Sunday, June 30, 2024

500k

500k.  An interesting milestone. This figure comes from the Springer-Verlag site https://link.springer.com/book/10.1007/978-1-4842-0070-4. I was asked by a colleague how many of the free Kindle copies have been downloaded from Amazon https://www.amazon.com/Embedded-Firmware-Solutions-Development-Practices-ebook/dp/B01JC1LDTY and I didn't have any idea.  Probably a multiple of this number given the paucity of free books in this category?

Either way, the milestone generates a few thoughts. One is a reminder writing technical books isn't about generating large incomes from their sales. A recent Hacker news thread https://news.ycombinator.com/item?id=40830332 and its associated article https://architectelevator.com/strategy/book-author-economics/ are a reminder of this.

"My motivation for writing the book was never the money, and I've generally treated the royalties as a nice bonus. I started writing because I cared a lot about the technology, and I wanted to share it with other people. Writing the book was my way of contributing something to a community that I'd benefited from a lot in my career." 

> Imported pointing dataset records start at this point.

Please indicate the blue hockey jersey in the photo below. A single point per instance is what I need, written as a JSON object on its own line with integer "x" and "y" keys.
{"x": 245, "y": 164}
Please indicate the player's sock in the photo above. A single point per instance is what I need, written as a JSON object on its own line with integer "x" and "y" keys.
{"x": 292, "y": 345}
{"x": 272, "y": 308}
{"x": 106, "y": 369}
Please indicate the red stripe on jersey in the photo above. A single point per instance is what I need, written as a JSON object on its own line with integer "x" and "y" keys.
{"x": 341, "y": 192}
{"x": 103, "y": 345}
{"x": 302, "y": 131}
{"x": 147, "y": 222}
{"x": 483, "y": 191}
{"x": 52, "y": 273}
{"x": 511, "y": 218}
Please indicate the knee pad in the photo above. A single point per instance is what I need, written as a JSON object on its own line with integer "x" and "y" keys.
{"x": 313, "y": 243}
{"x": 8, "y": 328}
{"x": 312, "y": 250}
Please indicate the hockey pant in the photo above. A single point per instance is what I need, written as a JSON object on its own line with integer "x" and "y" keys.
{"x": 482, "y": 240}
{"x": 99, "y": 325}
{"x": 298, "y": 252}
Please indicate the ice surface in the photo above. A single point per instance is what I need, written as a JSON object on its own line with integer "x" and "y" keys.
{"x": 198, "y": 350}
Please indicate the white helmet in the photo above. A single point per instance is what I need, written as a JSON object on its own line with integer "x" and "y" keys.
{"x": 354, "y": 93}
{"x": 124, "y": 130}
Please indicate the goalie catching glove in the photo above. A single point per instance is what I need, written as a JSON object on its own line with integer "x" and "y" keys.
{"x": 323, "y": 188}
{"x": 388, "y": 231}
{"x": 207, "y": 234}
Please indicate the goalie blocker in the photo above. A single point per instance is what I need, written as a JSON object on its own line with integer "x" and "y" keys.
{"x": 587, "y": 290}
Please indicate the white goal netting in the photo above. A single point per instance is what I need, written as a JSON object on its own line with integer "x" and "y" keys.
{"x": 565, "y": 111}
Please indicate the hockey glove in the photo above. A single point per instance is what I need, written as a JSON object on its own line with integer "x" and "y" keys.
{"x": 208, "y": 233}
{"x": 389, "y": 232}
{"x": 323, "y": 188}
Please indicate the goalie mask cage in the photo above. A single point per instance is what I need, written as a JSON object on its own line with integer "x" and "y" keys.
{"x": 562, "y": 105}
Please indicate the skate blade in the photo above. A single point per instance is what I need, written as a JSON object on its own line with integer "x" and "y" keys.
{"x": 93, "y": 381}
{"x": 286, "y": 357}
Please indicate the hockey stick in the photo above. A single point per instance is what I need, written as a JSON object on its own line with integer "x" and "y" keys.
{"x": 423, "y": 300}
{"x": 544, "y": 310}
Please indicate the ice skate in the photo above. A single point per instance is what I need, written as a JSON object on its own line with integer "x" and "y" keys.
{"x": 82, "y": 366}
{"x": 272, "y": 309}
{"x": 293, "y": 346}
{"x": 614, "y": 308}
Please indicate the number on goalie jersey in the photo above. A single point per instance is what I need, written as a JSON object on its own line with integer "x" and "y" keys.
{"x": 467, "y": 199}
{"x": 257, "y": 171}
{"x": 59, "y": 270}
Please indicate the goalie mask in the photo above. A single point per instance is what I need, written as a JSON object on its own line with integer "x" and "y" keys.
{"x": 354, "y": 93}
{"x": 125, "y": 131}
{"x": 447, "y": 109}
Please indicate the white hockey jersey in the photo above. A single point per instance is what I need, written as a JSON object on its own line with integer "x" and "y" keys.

Another memory includes a dual perspective to the 'open platform blog' http://vzimmer.blogspot.com/2023/05/open-platforms-snapshot-may-2023.html, namely the binary dimension. If you recall from that posting I cite the open source presentation that included the line "Minimize IP components in binary like Intel FSP." So the FSP evolution was always the binary portion of having the open platform code based full solution. A rough roadmap of this work leading up to 2022 can be found in https://link.springer.com/chapter/10.1007/978-1-4842-7939-7_5


As a refresher, in 2014 we were faced with how to support platform code of both coreboot https://www.intel.com/content/www/us/en/developer/articles/tool/coreboot.html and EDKII-ilk https://www.intel.com/content/www/us/en/developer/articles/tool/unified-extensible-firmware-interface.html. The proposal of the multi-division working group I started then included the approach show in https://www.intel.com/content/dam/develop/external/us/en/documents/sf14-stts001-820295.pdf.


The IOT division (now NEX) was already leaning in to using FSP but they mixed the SOC specific details and the API. One of the first things we did was to split out the interface from the SOC-specific implementation. This led to the series of FSP External Architecture Specifications (EAS) found at https://github.com/intel/fsp/wiki and the 'integration guides' found on https://github.com/intel/fsp, such as https://github.com/intel/FSP/blob/master/RaptorLakeFspBinPkg/Docs/AlderLake_FSP_Integration_Guide.pdf

As part of the journey of making community based development less difficult, I was able to clean up the license of the FSP from a 10-page click-through to a simple one based upon the microcode license https://www.phoronix.com/news/Intel-Better-FSP-License https://mail.coreboot.org/pipermail/coreboot/2018-August/087220.html

With FSP2.0 we introduced the FSP-T, FSP-M, and FSP-S to support the non-memory mapped boot map of Apollo Lake (a topology described in https://cdrdv2.intel.com/v1/dl/getContent/671281), and 2.1 introduced dispatch mode for easier integration in a native EDKII environment. The original way to interface with the Intel FSP used by coreboot and slim bootloader is called API mode.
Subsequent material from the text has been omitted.